Background: The evolution of nuclear magic numbers at extremes of isospin is a topic at the forefront of contemporary nuclear physics. N = 50 is a prime example, with increasing experimental data coming to light on potentially doubly magic Sn-100 and Ni-78 at the proton-rich and proton-deficient extremes, respectively; however, experimental discrepancies exist in the data for less exotic systems. Purpose: In Kr-86 the B(E2; 2(1)(+) -> 0(1)(+)) value-a key indicator of shell evolution-has been experimentally determined by two different methodologies, with the results deviating by 3 sigma. Here, we report on a new high-precision measurement of this value, as well as the first measured lifetimes and hence transition strengths for the 2(2)(+) and 3((2))(-) states in the nucleus. Methods: The Doppler-shift attenuation method was implemented using the TRIUMF-ISAC gamma-ray escape-suppressed spectrometer (TIGRESS) gamma-ray spectrometer and the TIGRESS integrated plunger device. High-statistics Monte Carlo simulations were utilized to extract lifetimes in accordance with state-of-the-art methodologies. Results: Lifetimes of tau(2(1)(+)) = 336 +/- 4(stat.) +/- 20(sys.) fs, tau(2(2)(+)) = 263 +/- 9(stat.) +/- 19(sys.) fs, and tau (3((2))(-)) = 73 +/- 6(stat.) +/- 32(sys.) fs were extracted. This yields a transition strength for the first-excited state of B(E2; 2(1)(+) -> 0(1)(+)) = 259 +/- 3(stat.) +/- 16(sys.) e(2) fm(4).
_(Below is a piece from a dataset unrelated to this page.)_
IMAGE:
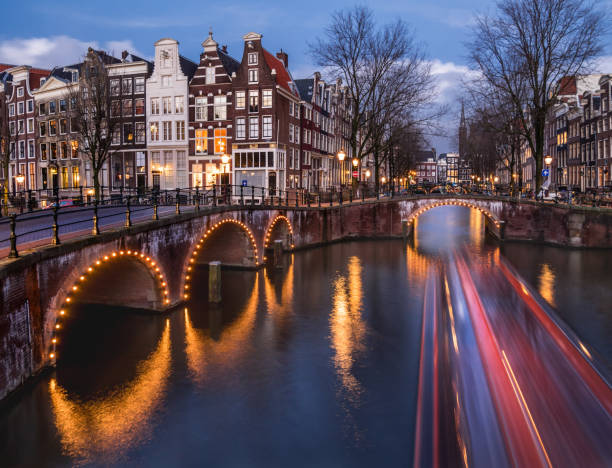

Conclusions: The measured lifetime disagrees with the previous Doppler-shift attenuation method measurement by more than 3 sigma, while agreeing well with a previous value extracted from Coulomb excitation. The newly extracted B(E2; 2(1)(+) -> 0(1)(+)) value indicates a more significant reduction in the N = 50 isotones approaching Z = 40.